Question

In this question you are going to calculate the data that could be used to construct a titration curve (pH versus volume of titrant added) for the titration of an aqueous ammonia (NH3; weak base, pKB = 4.7) cleaning solution with a strong acid (HCl).
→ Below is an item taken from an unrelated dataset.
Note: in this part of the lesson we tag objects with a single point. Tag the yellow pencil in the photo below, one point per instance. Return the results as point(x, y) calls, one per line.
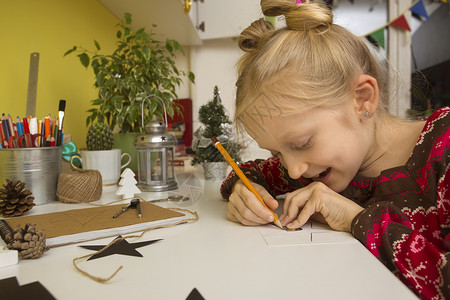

When strong acid is added to an aqueous solution, it immediately reacts and yields H3O + ions; thus the titration is described by the reaction: NH3(aq) + H3O + (aq)  NH4 + + H2O(l) K = 2.0x109

The cleaning solution is produced by adding 0.02 moles of NH3 to 1.0 L of pure H2O, which you later titrate with 1.0 M HCl titrant solution. To simplify matters we’ll assume all activity coefficients = 1.0 for all species in this problem. Utilize the ICE (INITIAL, CHANGE, EQUILIBRIUM)Table Method (show your work) to determine the pH of the system when various amounts of the strong acid (titrant) have been added. Note: when you solve the quadratic function, make sure to select the root that is positive, and if you have two positive roots, use the root that represents a realistic change; i.e. the change isn’t greater than what was physically added to the system or greater than the concentration of reactant it reacts with.

a. Calculate pH of solution when 0 mL of titrant have been added (only the NH3 has been added)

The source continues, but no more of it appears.